Water and Food Can Carry the Bacteria
H. pylori can also reach you through contaminated water or food, behaving much like a waterborne pathogen. In regions where water treatment is less reliable, the bacteria have been detected in drinking water, raw vegetables, and animal-based foods. One large review found H. pylori present in about 11% of food, vegetable, and water samples tested.
Well water and untreated surface water carry higher risk than municipal tap water in developed countries. If you grew up in a region with limited water sanitation, or if you traveled to one, that’s another plausible source. Food prepared by someone who didn’t wash their hands properly after using the bathroom is another common pathway. The bacteria have also been isolated from saliva and dental plaque, which means sharing drinks or food with an infected person creates a low-level but real opportunity for transmission.

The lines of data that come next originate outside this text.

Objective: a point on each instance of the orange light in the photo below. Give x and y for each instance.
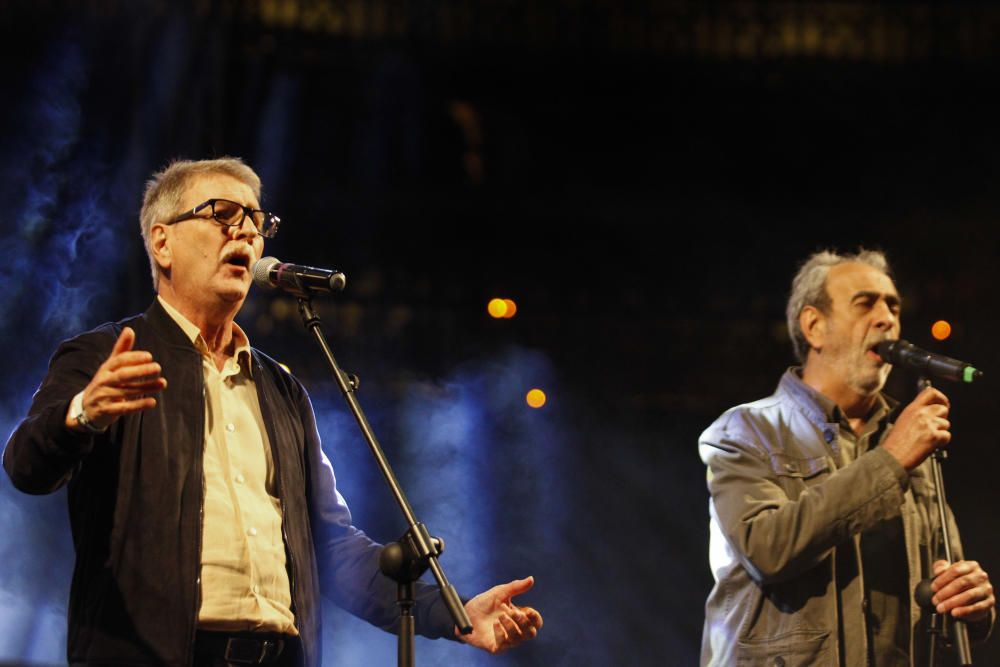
(940, 330)
(535, 398)
(497, 308)
(511, 308)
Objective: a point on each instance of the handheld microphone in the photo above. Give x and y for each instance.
(271, 273)
(903, 353)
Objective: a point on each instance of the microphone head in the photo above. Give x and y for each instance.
(262, 272)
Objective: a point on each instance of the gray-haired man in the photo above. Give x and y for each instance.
(822, 508)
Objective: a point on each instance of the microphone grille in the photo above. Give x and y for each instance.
(262, 270)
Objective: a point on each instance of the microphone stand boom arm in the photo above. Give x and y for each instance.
(417, 550)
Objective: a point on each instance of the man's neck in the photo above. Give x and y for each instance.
(855, 405)
(214, 323)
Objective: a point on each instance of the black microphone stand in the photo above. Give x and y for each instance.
(416, 551)
(959, 632)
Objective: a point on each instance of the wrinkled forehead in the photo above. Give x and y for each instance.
(851, 278)
(201, 187)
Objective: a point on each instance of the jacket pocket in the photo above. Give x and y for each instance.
(800, 648)
(795, 473)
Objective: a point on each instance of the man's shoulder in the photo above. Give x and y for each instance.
(277, 371)
(766, 422)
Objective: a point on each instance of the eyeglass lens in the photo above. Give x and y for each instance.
(231, 213)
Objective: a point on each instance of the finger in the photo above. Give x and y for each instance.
(976, 612)
(519, 617)
(533, 617)
(499, 637)
(127, 407)
(971, 599)
(510, 626)
(932, 396)
(134, 373)
(124, 343)
(946, 576)
(516, 587)
(130, 358)
(958, 578)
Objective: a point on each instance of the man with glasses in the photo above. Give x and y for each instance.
(205, 516)
(823, 512)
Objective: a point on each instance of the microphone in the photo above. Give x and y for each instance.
(904, 353)
(302, 281)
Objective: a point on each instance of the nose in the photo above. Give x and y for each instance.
(245, 230)
(885, 317)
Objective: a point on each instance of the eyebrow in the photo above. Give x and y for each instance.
(891, 299)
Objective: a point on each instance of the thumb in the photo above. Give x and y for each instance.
(124, 342)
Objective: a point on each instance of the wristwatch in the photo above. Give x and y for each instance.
(80, 415)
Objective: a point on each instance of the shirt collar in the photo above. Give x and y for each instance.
(193, 333)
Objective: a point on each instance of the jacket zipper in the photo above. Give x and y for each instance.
(201, 527)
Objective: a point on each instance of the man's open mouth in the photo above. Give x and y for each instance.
(238, 259)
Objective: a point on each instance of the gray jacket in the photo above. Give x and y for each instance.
(780, 505)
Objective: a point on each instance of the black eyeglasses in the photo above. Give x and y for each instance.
(231, 214)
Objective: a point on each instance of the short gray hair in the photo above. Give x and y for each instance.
(809, 288)
(165, 188)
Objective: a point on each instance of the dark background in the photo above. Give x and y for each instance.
(642, 180)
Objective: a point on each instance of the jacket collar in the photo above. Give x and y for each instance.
(817, 407)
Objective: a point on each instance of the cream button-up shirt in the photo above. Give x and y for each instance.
(244, 581)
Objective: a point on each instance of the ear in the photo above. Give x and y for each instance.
(159, 246)
(813, 324)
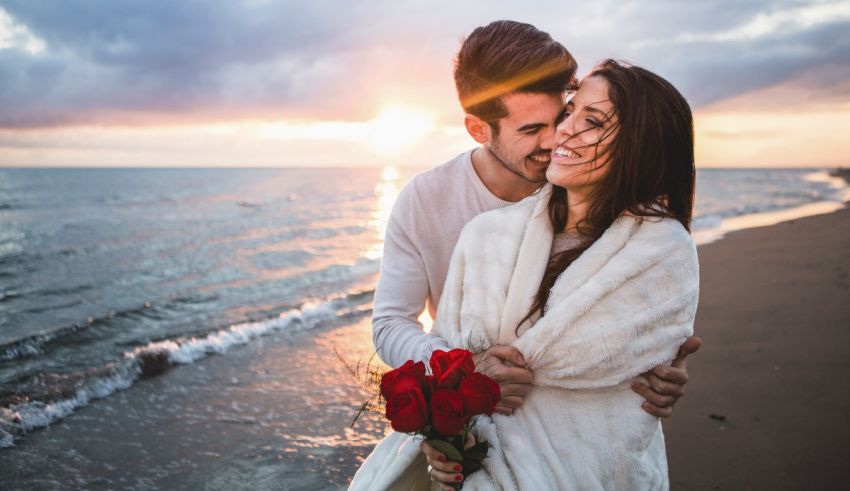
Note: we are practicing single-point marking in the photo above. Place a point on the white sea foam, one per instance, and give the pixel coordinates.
(715, 228)
(23, 417)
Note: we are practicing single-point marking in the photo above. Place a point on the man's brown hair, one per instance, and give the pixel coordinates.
(504, 57)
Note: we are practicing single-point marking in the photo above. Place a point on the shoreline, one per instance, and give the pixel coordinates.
(722, 435)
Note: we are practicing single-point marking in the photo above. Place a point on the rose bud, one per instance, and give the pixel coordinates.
(450, 367)
(448, 417)
(407, 408)
(408, 370)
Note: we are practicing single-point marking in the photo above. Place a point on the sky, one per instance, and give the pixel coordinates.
(336, 83)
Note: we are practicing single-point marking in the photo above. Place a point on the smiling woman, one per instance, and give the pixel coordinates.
(397, 127)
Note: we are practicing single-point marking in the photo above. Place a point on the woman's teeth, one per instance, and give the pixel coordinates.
(566, 152)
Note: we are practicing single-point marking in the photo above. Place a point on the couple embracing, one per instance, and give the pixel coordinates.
(558, 251)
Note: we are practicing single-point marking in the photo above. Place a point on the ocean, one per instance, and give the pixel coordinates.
(111, 276)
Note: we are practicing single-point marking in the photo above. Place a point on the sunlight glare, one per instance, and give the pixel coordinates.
(397, 127)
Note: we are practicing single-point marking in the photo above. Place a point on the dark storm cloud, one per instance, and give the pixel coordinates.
(120, 60)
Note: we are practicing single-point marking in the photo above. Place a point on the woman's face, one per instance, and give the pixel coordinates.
(580, 157)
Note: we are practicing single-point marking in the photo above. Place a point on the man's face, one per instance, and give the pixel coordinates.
(526, 135)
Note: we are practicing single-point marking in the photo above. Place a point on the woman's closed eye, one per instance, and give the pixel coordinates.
(593, 122)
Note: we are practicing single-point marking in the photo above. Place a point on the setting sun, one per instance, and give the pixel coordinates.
(396, 127)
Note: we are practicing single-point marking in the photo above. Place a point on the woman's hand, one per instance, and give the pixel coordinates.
(442, 471)
(664, 385)
(505, 365)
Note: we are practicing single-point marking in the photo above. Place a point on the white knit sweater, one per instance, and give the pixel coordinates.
(622, 308)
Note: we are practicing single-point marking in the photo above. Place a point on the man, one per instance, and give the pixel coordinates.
(511, 79)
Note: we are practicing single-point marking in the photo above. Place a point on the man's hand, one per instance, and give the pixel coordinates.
(663, 386)
(508, 368)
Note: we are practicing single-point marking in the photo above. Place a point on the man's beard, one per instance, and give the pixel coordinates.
(495, 151)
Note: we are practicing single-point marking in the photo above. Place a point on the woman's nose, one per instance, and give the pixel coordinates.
(565, 128)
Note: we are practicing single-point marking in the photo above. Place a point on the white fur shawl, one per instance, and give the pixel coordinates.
(620, 309)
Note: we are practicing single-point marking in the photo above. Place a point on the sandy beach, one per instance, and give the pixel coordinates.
(769, 400)
(766, 409)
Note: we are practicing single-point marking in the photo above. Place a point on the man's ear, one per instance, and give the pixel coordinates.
(478, 129)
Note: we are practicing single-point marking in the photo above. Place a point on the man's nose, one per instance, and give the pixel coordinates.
(566, 129)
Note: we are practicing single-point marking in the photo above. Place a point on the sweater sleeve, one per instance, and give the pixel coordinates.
(401, 295)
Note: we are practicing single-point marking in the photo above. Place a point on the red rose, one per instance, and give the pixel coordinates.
(408, 409)
(447, 410)
(409, 369)
(480, 394)
(404, 391)
(450, 367)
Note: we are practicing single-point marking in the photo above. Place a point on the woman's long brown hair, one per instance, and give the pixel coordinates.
(650, 171)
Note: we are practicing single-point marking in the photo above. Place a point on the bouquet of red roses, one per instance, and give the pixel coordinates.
(441, 406)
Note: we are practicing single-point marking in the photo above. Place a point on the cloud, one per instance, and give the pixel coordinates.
(122, 62)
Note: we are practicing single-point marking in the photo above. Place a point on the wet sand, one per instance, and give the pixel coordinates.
(767, 407)
(272, 414)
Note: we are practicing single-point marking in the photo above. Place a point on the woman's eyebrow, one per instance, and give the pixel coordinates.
(598, 111)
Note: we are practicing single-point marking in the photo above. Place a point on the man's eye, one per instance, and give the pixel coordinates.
(561, 117)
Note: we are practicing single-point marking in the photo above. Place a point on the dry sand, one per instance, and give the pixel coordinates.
(774, 370)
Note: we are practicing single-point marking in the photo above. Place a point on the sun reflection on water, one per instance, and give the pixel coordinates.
(386, 191)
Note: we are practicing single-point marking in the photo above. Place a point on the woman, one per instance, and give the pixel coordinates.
(595, 280)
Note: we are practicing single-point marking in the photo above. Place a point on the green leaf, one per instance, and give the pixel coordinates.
(448, 450)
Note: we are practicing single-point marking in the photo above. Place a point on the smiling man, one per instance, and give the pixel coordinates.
(511, 79)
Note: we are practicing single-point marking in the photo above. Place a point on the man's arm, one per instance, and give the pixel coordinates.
(664, 385)
(400, 298)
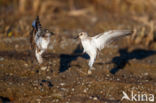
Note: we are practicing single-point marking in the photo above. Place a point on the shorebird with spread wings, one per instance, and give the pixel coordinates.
(92, 45)
(39, 39)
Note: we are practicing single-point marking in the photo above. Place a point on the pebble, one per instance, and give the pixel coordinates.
(48, 77)
(1, 58)
(26, 65)
(95, 98)
(62, 84)
(38, 100)
(73, 89)
(43, 68)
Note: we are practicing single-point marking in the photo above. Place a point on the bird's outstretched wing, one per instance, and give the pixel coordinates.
(103, 39)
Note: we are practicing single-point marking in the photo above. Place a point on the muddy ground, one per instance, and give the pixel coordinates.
(63, 77)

Living Conditions Shape Your Risk
Certain environments make H. pylori transmission much more likely. Crowded households are a well-documented risk factor, raising the odds of infection by about 38% compared to less crowded living situations. The logic is straightforward: more people sharing bathrooms, kitchens, and sleeping spaces means more opportunities for the bacteria to pass from one person to another.
Global patterns reflect this. H. pylori prevalence has dropped from about 53% before 1990 to around 44% in recent years, largely in regions where sanitation and living standards have improved. But rates remain stubbornly high in many parts of Africa, South America, and parts of Asia. Among children and adolescents, prevalence hasn’t significantly decreased in any world region, sitting at roughly 35%. If you grew up in a large family, in close quarters, or in an area with limited sanitation infrastructure, your odds of early infection were substantially higher.

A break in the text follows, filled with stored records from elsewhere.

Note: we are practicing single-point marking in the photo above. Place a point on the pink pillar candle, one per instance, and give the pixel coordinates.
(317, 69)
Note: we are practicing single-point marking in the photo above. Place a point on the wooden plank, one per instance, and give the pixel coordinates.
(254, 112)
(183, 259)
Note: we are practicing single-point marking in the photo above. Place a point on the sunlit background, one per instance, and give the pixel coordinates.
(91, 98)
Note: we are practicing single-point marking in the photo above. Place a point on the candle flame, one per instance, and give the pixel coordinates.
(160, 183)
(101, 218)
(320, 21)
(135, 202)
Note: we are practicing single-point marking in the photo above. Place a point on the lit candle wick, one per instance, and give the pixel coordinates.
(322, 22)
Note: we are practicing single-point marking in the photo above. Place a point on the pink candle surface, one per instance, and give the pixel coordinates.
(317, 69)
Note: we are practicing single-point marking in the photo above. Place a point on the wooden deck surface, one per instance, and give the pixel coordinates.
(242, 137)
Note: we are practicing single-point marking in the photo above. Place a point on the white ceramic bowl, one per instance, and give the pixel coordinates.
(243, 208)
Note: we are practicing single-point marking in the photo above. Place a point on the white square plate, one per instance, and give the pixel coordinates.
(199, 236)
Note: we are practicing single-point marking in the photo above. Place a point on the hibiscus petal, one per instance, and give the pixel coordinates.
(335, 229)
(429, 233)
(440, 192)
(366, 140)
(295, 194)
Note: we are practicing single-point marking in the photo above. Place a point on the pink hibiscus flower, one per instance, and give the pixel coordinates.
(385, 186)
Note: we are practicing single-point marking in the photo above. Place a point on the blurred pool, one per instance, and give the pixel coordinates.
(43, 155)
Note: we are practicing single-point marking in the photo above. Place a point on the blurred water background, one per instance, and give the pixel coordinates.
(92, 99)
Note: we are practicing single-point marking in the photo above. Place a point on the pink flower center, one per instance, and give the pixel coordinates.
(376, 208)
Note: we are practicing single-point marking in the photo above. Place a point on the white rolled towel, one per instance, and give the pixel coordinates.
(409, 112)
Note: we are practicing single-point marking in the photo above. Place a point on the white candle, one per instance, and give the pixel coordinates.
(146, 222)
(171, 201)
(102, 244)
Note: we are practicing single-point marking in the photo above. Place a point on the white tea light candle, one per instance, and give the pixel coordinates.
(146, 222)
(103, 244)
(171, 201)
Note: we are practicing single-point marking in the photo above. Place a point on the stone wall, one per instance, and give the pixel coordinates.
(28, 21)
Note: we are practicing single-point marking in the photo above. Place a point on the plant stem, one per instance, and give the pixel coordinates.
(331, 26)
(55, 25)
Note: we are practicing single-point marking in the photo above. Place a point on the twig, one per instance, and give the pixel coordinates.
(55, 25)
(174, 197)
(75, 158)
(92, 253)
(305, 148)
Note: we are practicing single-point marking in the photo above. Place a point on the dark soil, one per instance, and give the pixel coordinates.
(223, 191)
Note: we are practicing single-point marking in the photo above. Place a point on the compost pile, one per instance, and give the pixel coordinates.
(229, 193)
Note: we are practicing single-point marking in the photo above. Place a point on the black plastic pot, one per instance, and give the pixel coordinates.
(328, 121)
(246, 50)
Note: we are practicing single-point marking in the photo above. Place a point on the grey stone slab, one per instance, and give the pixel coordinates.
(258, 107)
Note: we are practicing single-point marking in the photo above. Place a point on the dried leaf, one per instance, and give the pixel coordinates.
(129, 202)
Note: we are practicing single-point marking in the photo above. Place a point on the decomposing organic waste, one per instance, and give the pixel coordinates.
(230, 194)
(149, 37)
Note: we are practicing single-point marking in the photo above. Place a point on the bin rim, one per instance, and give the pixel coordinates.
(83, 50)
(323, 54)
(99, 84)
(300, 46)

How H. Pylori Survives Your Stomach
Part of the reason H. pylori is so persistent is its remarkable ability to survive stomach acid. Your stomach maintains a pH around 1 to 2, acidic enough to dissolve metal. Most bacteria die within seconds in that environment. H. pylori produces an enzyme that breaks down urea (a naturally occurring compound in the stomach) into ammonia. That ammonia neutralizes the acid immediately surrounding the bacterium, creating a tiny pocket of near-neutral pH. The bacteria essentially build their own acid shield, allowing them to survive for hours even in the harshest stomach conditions.
This is why you can carry H. pylori for so long without your body clearing it on its own. The bacteria burrow into the mucus lining of the stomach wall, where acidity is already lower, and use their ammonia trick to handle whatever acid reaches them. Your immune system recognizes the infection and mounts a response, but it’s rarely enough to eliminate the bacteria completely without antibiotic treatment.
Reducing the Chance of Reinfection
Once you’ve been treated and cleared H. pylori, reinfection is possible, though rates are relatively low in countries with good sanitation. The same routes that caused your original infection still apply, so prevention comes down to basic hygiene. Washing your hands thoroughly after using the bathroom and before handling food is the single most effective step. If someone in your household is being treated for H. pylori or is dealing with a stomach illness, be especially careful about cleaning shared bathroom surfaces and avoiding contact with vomit.
Drinking treated or bottled water when traveling to areas with uncertain water quality also lowers your risk. If you’re eating street food or raw vegetables in those settings, the risk is higher. There’s no vaccine for H. pylori, so these practical steps are your main line of defense against picking it up again.